Walter Energy’s (WLTG) net losses during 1Q15 came in at $80.2 million, compared with $92.2 million in 1Q14. However, the lower net losses were primarily a result of a $58.6 million gain on the extinguishment of debt. In March 2015, Walter Energy issued shares in exchange for $66.7 million of notes due in 2021. On a per-share basis, the losses came in at $1.08 in 1Q15 compared with $1.47 in 1Q14.
A lot of American coal producers (KOL), including Arch Coal (ACI), Alpha Natural Resources (ANR), and Peabody Energy (BTU), are employing various ways to prolong debt maturities or save on massive interest costs. Alpha Natural Resources (ANR) reduced its debt load during the quarter to save on interest costs.
Debt falls, risk rises
As we saw in Part 5 of this series, Walter Energy (WLTG) issued shares in lieu of notes due in 2021 during 1Q15, which resulted in a drop in debt level. The company had total debt of $3.02 billion as of March 31, 2015, compared with $3.08 billion as of December 31, 2014.

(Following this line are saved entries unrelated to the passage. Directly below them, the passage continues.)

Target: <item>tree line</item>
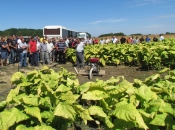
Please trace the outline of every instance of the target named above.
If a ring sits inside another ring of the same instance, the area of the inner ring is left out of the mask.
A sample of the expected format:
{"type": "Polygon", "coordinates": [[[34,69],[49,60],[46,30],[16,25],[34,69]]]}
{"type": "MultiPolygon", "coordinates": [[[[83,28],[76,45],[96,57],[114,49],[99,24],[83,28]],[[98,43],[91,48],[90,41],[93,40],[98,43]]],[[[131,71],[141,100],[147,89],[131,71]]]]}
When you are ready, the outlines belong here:
{"type": "Polygon", "coordinates": [[[11,35],[42,37],[43,30],[42,29],[27,29],[27,28],[10,28],[4,31],[0,31],[0,36],[11,36],[11,35]]]}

Liquidity falls on cash burn
Walter Energy (WLTG) reported cash and cash equivalents of $434.7 million at the end of 1Q15, compared with $468.5 million as of December 31, 2014, as the company continued to burn cash. The company burned $12.9 million in operating cash during the quarter. Including capital expenditure, free cash burn came in at $30.2 million. Falling liquidity amid an extended product glut is bad for any company.